My closest friend noticed that I was living this double life. She saw the love I had for Sikhi and for my community and saw how that passion was put on mute for the time I spent with my boyfriend, who did not enjoy hearing anything Sikhi-related. She talked to me about it and I came to the same realization. Before it ended officially, my relationship had been dead for a while, but neither of us acknowledged it. It was so difficult ending my first relationship, one that had gone for four years. Meanwhile, I was noticing Singhs and wondering how beautiful it would be to be with someone who understood me and felt the same way about Sikhi. There was one such Singh that I ended up having a spontaneous conversation with. I opened up to him about my dilemma and about how I wanted to end this relationship but didn’t know how. At the end of the conversation he said,

“For me, Sikhi is the number one priority.”

My heart did flips and turns and somersaults and jumps and dances! There were Singhs out there who thought this way! Singhs who felt like I did! Who could love Sikhi as much as I do! I had to overcome the moh—attachment—that I had for that lengthy relationship. No more compromising on my Guru! No more compromising myself! When I met people and they told me they saw so much potential in me, I always felt guilty knowing that I wasn’t everything they thought I could be. NOW I COULD BE. Everything I wanted and everything my Guru wanted was possible.

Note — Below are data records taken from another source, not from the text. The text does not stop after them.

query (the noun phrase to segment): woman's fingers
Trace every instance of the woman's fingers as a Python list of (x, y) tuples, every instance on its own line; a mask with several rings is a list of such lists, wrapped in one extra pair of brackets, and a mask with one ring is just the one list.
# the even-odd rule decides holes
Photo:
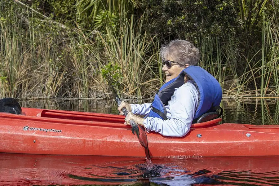
[(131, 112), (132, 108), (131, 105), (128, 103), (127, 103), (122, 101), (119, 106), (118, 107), (118, 111), (119, 111), (119, 114), (120, 115), (124, 115), (124, 113), (122, 112), (122, 108), (126, 108), (128, 112)]

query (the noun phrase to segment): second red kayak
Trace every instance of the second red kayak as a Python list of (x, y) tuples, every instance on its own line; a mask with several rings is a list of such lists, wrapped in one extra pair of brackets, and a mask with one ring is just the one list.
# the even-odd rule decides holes
[[(145, 156), (124, 117), (22, 108), (23, 115), (0, 113), (0, 152)], [(226, 123), (220, 118), (192, 125), (182, 137), (147, 134), (151, 157), (279, 155), (279, 126)]]

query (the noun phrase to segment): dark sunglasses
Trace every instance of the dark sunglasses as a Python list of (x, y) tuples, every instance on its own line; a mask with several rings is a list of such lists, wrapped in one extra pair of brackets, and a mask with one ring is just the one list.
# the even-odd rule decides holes
[(169, 60), (162, 60), (163, 61), (163, 65), (166, 65), (166, 67), (167, 69), (170, 68), (170, 67), (171, 67), (172, 63), (177, 63), (177, 64), (179, 64), (179, 63), (177, 63), (177, 62), (175, 62), (175, 61), (170, 61)]

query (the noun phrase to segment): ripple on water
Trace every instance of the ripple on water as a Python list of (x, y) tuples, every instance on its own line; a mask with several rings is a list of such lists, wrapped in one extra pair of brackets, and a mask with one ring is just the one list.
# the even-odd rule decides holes
[[(277, 185), (278, 157), (143, 158), (1, 153), (3, 185)], [(35, 165), (36, 166), (34, 166)]]

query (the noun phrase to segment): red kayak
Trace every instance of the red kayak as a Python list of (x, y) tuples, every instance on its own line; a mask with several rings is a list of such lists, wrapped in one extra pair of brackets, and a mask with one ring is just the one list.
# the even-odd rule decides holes
[[(124, 117), (118, 115), (22, 108), (0, 113), (0, 152), (144, 157)], [(182, 137), (147, 134), (151, 157), (279, 155), (279, 126), (225, 123), (192, 125)]]

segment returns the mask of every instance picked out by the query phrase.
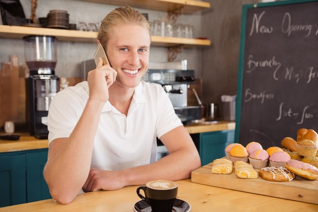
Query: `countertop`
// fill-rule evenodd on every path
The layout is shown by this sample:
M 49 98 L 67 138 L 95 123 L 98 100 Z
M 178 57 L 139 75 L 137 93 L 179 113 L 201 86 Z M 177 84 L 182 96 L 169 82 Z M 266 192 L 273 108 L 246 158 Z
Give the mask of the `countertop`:
M 201 124 L 193 123 L 184 126 L 190 134 L 200 133 L 207 132 L 219 131 L 222 130 L 234 130 L 235 123 L 233 122 L 220 121 L 213 124 Z M 5 133 L 1 133 L 5 134 Z M 46 148 L 48 147 L 47 139 L 38 139 L 30 136 L 27 133 L 15 133 L 20 135 L 20 139 L 17 141 L 0 140 L 0 153 L 22 151 L 30 149 Z
M 189 203 L 191 212 L 318 211 L 316 204 L 193 183 L 190 179 L 177 182 L 177 198 Z M 133 211 L 135 204 L 141 200 L 136 192 L 137 188 L 81 194 L 67 205 L 50 199 L 1 207 L 0 212 Z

After ending that relationship, I was afraid for a while that maybe even Singhs out there weren’t down with kesh. After a couple months of soul-searching, however, I realized I needed to do what was right for me. I decided to keep my kesh and have never been happier, but I know that whether I kept my kesh or not, I would find someone who loved me for me and the Guru within me. Who’s to say that sardaars can’t have the same love for Sikhi as I do and wouldn’t want the same kind of devotion from their partner as I would want in mine?

Back to the Gurbaani line with which I began. Doing Asa Kee Vaar every Sunday morning for the last year and a half has left me with a handful of favorite tukks from that straight-up-in-your-face-I-ain’t-playin’ Baani. That one is definitely one of my favorites. The importance of our Sangat and the people we keep around us is absolute. We should be able to feel our Love for our Guru through the people around us as much as we do in ourselves. Our Sangat should help us grow and not hold us back. When my relationship was making me feel incomplete, this line really stood out to me. I felt that a prayer like that—to want to be so engrossed in Love for the Guru that you want everyone around you to be a part of that same Love—was so exceptionally special. It was a prayer that my heart had been singing and I had been ignoring—one that I don’t have to ignore any longer.